Conheça quem são esses novos imigrantes que chegam da América Latina para o Brasil, e como os brasileiros reagem a essa nova onda de imigração
Texto e fotos por Bruna Rodrigues (bru.rodrigues.silva@gmail.com)
A figura do imigrante presente no imaginário de muitos é a clássica imagem daquelas famílias numerosas provenientes da Europa que desembarcavam pelos portos nos séculos XIX e início do XX . Essa visão histórica nada se assemelha ao que ocorre atualmente, até porque o Brasil tornou-se um polo para outros povos e culturas, mostrando uma nova caracterização da população brasileira.
Nos últimos anos, devido a seu crescimento no cenário mundial, o Brasil tem-se mostrado, para a América Latina principalmente, um lugar próspero e com muitas oportunidades para quem deseja ter a possibilidade de melhorar de vida. Por essa razão a quantidade de imigrantes provenientes do mesmo continente é tão expressiva.
A maioria desses imigrantes é procedente de países como: Bolívia, Paraguai, Peru, Chile, Argentina e Colômbia, e vêm em busca de uma vida melhor. Como também, procurando uma alternativa frente a dificuldade de ingressar em países de primeiro mundo, como Portugal e Espanha, que antes os recebiam, mas que agora, com a crise, fecham as suas portas.
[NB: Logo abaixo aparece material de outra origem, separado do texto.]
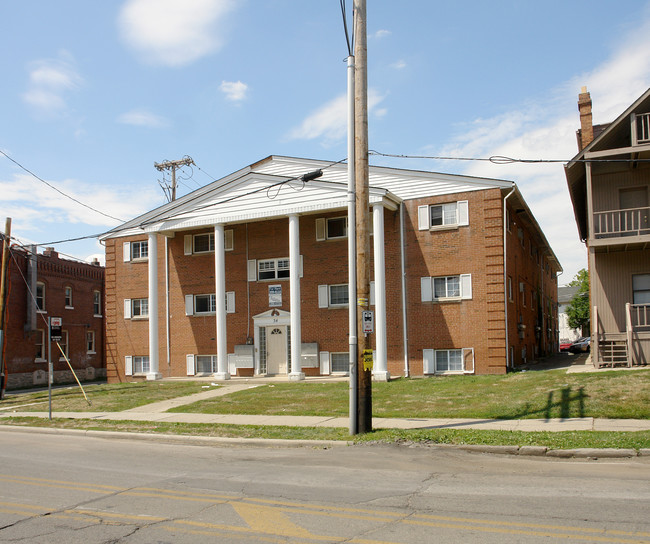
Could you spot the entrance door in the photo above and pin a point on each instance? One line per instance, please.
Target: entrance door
(276, 350)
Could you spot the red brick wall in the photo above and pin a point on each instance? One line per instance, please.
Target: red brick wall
(478, 323)
(56, 274)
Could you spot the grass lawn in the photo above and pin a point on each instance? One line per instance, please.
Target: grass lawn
(520, 395)
(558, 440)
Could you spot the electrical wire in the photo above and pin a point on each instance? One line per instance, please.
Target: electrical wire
(498, 159)
(59, 190)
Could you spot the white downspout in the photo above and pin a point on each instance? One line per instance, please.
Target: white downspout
(403, 272)
(505, 274)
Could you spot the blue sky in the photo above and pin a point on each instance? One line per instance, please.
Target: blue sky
(94, 93)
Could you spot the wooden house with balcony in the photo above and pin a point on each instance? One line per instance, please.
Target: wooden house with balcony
(609, 181)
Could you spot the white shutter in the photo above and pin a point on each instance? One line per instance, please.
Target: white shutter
(189, 304)
(323, 296)
(466, 286)
(426, 290)
(230, 302)
(468, 360)
(320, 229)
(252, 270)
(463, 213)
(423, 218)
(428, 362)
(229, 240)
(324, 357)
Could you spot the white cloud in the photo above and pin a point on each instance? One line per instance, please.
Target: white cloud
(173, 32)
(234, 90)
(330, 121)
(545, 129)
(49, 82)
(143, 118)
(382, 33)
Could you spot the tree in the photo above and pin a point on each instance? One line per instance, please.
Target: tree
(578, 309)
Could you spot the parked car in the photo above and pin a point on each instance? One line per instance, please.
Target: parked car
(564, 346)
(581, 345)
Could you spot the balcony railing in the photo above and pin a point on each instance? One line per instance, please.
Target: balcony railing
(614, 223)
(642, 128)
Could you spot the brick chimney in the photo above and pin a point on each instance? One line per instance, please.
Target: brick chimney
(586, 132)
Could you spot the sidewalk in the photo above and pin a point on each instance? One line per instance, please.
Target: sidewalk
(157, 412)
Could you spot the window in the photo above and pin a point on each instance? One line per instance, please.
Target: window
(139, 250)
(443, 361)
(140, 364)
(97, 303)
(444, 288)
(333, 295)
(340, 362)
(68, 297)
(137, 307)
(203, 243)
(206, 364)
(207, 304)
(39, 341)
(63, 343)
(90, 341)
(448, 215)
(641, 289)
(40, 296)
(447, 287)
(272, 269)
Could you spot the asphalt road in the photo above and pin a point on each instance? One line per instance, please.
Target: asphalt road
(76, 489)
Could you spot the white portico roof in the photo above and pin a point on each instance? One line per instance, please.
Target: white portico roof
(271, 188)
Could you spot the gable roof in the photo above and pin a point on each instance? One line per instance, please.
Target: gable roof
(272, 188)
(614, 141)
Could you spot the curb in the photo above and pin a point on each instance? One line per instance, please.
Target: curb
(537, 451)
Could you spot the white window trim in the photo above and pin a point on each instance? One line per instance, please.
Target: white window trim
(429, 361)
(427, 292)
(190, 304)
(462, 216)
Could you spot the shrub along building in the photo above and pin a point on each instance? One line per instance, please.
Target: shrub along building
(43, 286)
(463, 279)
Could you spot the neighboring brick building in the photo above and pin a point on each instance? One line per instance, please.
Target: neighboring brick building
(442, 234)
(43, 286)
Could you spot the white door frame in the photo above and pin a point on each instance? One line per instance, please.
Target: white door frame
(268, 319)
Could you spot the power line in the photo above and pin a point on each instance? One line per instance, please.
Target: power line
(59, 190)
(498, 159)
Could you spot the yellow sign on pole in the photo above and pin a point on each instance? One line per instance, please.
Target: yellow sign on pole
(367, 359)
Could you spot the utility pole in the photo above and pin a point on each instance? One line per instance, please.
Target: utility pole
(364, 373)
(173, 165)
(3, 305)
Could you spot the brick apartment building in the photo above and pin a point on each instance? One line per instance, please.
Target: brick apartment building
(203, 285)
(46, 285)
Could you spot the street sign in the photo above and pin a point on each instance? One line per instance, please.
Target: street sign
(368, 320)
(55, 328)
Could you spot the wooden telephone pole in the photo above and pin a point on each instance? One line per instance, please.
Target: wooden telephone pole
(364, 371)
(173, 165)
(3, 305)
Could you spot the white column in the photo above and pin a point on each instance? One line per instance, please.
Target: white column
(294, 286)
(220, 290)
(380, 367)
(153, 373)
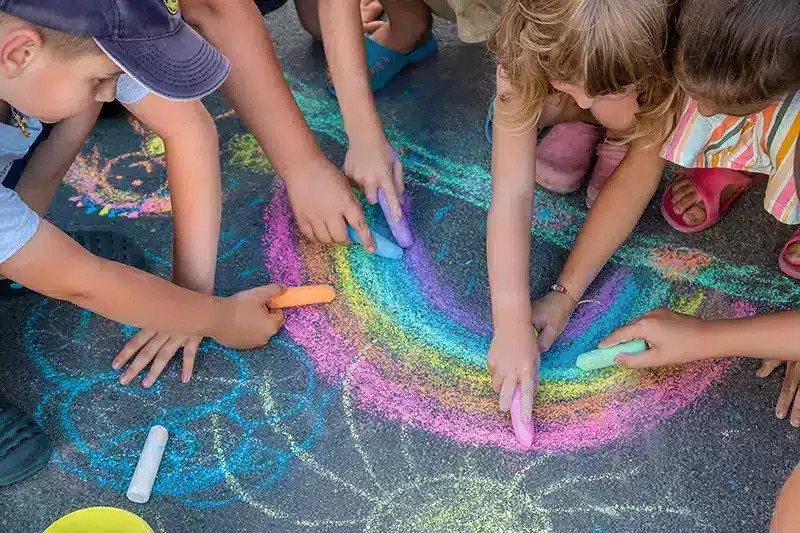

Mesmo que essa condição seja extremamente precária, esses estrangeiros possuem alguns direitos assegurados, como o acesso à saúde pública e, no caso de seus filhos, à educação gratuita. Eles podem regularizar as suas situações por meio de anistias dadas pelo governo, e assim terem uma chance de melhorarem de vida, seja se fundindo a uma nova cultura ou não.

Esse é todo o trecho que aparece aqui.